Yesterday. Sunlight is coming in through the gaps in the blinds on the window, which means I’ve been out for almost a full day. Jesus.

“I understand, Mr.—I mean, Chief Albright,” Hollis says. “But with all due respect, your jurisdiction doesn’t mean jack now that the army is here. The investigation is classified.”

“Why?” Dad presses, his face turning a tomato-y shade of red, voice rising. “Because you asshats don’t want us to know what happened? Because it might have something to do with whatever bullshit you have going on at TerraCorp?”

“Jack,” Mom says. She sounds tired; her eyes are puffy from crying.

Hollis glances down at his clipboard again, as if he’s going to find some kind of help from it. Sorry, buddy. No getting out now. Once he’s on a roll, he’s on a roll. Usually, for me, the roll ends with my being grounded. I don’t think Dad can ground an army doctor, but he’s sure as hell going to try.

I think Hollis might cave, tell Dad what he wants to know. But then his face hardens, and he locks his arms behind his back, clipboard still in hand, stands up straight. “I’m sorry,” he says, not sounding sorry at all. “I understand this is difficult.”

Before he steps out, Hollis fixes the straps on the oxygen mask so that it stays on my face without having to be held there. Then he’s gone, leaving Dad standing beside the bed like a volcano about to erupt.

“Jack, it’s okay,” Mom says, putting a hand on his arm placatingly. She’s good at talking him down, probably the only person who can. “Our son is alive. He’s here. Can we just focus on that for a second?”

With a great whoosh of air, Dad relaxes, shoulders drooping. He glances at me, and I’m shocked to see his eyes red and swimming, tears on the verge of spilling over. “I thought we lost you there for a second, kid,” he says.

“Everything’s going to be fine,” Mom adds. She takes my hand and squeezes it.
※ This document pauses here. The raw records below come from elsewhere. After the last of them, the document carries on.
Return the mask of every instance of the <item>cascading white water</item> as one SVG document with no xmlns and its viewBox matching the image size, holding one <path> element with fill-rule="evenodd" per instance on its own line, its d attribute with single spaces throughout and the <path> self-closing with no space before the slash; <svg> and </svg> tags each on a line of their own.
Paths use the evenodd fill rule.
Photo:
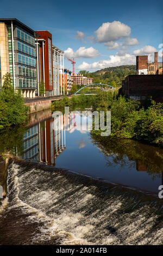
<svg viewBox="0 0 163 256">
<path fill-rule="evenodd" d="M 9 168 L 0 220 L 14 211 L 17 232 L 24 234 L 21 223 L 28 232 L 14 244 L 162 244 L 162 209 L 153 198 L 42 166 Z M 4 239 L 1 244 L 8 244 Z"/>
</svg>

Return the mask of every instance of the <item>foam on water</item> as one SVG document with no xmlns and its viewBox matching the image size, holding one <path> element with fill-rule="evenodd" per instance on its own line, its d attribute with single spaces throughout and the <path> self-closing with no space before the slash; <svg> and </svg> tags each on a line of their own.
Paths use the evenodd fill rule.
<svg viewBox="0 0 163 256">
<path fill-rule="evenodd" d="M 139 192 L 41 165 L 9 173 L 0 214 L 16 209 L 37 227 L 18 244 L 162 244 L 161 208 Z"/>
</svg>

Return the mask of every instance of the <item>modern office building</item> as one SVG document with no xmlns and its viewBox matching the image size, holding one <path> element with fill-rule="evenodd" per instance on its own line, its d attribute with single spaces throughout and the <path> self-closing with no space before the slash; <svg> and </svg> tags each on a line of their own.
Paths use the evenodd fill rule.
<svg viewBox="0 0 163 256">
<path fill-rule="evenodd" d="M 68 94 L 70 92 L 72 84 L 73 84 L 73 78 L 71 76 L 71 72 L 70 70 L 68 70 L 66 69 L 64 69 L 64 73 L 63 72 L 63 70 L 60 70 L 60 83 L 63 85 L 65 84 L 65 90 L 67 92 L 67 94 Z"/>
<path fill-rule="evenodd" d="M 35 38 L 39 35 L 16 19 L 0 19 L 0 58 L 3 77 L 9 72 L 15 90 L 35 97 L 36 62 Z"/>
<path fill-rule="evenodd" d="M 14 57 L 13 57 L 13 56 Z M 16 19 L 0 19 L 0 87 L 10 72 L 13 87 L 24 97 L 40 95 L 42 80 L 44 96 L 64 93 L 59 70 L 64 68 L 64 52 L 52 45 L 48 31 L 35 32 Z"/>
<path fill-rule="evenodd" d="M 158 55 L 154 53 L 154 62 L 148 62 L 147 55 L 136 56 L 136 75 L 159 75 L 162 72 L 162 62 L 158 62 Z"/>
<path fill-rule="evenodd" d="M 77 74 L 72 76 L 73 83 L 77 86 L 87 86 L 92 83 L 91 77 L 86 77 L 83 75 Z"/>
<path fill-rule="evenodd" d="M 64 93 L 59 80 L 59 69 L 64 66 L 64 52 L 52 44 L 52 35 L 47 31 L 36 32 L 40 35 L 36 44 L 38 62 L 37 87 L 43 81 L 45 96 L 58 95 Z"/>
<path fill-rule="evenodd" d="M 64 52 L 54 45 L 52 45 L 53 95 L 65 94 L 65 81 L 60 80 L 59 70 L 64 69 Z"/>
</svg>

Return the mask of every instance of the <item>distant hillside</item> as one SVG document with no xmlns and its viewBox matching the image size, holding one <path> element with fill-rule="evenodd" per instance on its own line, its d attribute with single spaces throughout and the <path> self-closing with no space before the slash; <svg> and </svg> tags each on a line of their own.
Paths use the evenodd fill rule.
<svg viewBox="0 0 163 256">
<path fill-rule="evenodd" d="M 89 76 L 93 77 L 93 82 L 95 83 L 102 83 L 119 87 L 122 84 L 122 80 L 129 75 L 136 75 L 135 65 L 106 68 L 89 73 Z"/>
<path fill-rule="evenodd" d="M 92 77 L 93 83 L 104 83 L 113 87 L 120 87 L 123 80 L 129 75 L 136 75 L 135 65 L 123 65 L 111 66 L 90 73 L 86 70 L 80 70 L 79 74 L 86 77 Z"/>
<path fill-rule="evenodd" d="M 97 71 L 93 72 L 93 74 L 96 73 L 98 75 L 104 74 L 108 71 L 113 71 L 119 72 L 121 71 L 130 71 L 130 70 L 136 70 L 136 65 L 122 65 L 122 66 L 110 66 L 109 68 L 105 68 L 103 69 L 101 69 L 100 70 L 97 70 Z"/>
</svg>

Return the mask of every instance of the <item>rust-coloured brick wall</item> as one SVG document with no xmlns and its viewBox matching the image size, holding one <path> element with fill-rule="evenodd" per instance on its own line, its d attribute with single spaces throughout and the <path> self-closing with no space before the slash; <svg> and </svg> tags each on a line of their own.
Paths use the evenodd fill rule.
<svg viewBox="0 0 163 256">
<path fill-rule="evenodd" d="M 43 39 L 46 40 L 45 44 L 45 86 L 46 90 L 52 90 L 53 87 L 53 57 L 52 57 L 52 35 L 48 31 L 36 31 L 36 33 L 39 34 L 41 37 L 40 39 Z M 48 38 L 51 39 L 51 58 L 52 58 L 52 83 L 49 84 L 49 60 L 48 60 Z M 41 47 L 41 65 L 42 66 L 42 49 Z M 41 77 L 43 77 L 42 70 L 43 67 L 41 66 Z"/>
<path fill-rule="evenodd" d="M 129 75 L 122 82 L 122 93 L 128 97 L 140 97 L 143 100 L 152 96 L 157 102 L 163 102 L 163 75 Z"/>
<path fill-rule="evenodd" d="M 136 56 L 136 70 L 148 69 L 148 56 Z"/>
</svg>

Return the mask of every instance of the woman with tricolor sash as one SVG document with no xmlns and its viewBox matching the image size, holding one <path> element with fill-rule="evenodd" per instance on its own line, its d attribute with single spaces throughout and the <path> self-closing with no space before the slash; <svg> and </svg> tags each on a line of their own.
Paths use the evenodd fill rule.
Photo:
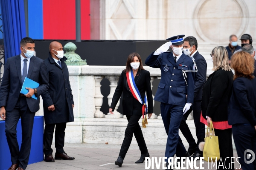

“What…,” I start with a voice that cracks like dry skin. It hurts to speak, but I have to ask the question. I have to know. “What … about … the others?”

They don’t need to ask who I’m referring to.

“Sonya is in a room a few doors down,” Dad says. “She’s still out, but her parents are here. Charlie’s in surgery.”

What?” I croak.

“He’s in pretty rough shape, Gabe,” Dad goes on.

I look away, squeezing my eyes shut, fighting against my own tears. How could things have gone so wrong so fast? When I turn my head back, I’m only slightly more composed. I don’t think I can handle any more bad news. I think of Kimberly being lifted off the ground by whoever that was (the Bug Man, damn it, the Bug Man) and seeing him give me the thumbs-up when I told him to help her. There’s a little spark of hope in my chest, ready to ignite into full-blown relief.

“And … Kim?” I ask, ignoring the steady burn in my esophagus.

But my heart sinks down through the bed when I see Mom and Dad exchange a look. Mom lowers her head, fingers working at her temples, as if she can’t even look at me. Dad puts his hand on my shoulder.

“Gabe,” he says, voice cinched tight. “Son, we don’t know where Kimberly is. Nobody does.”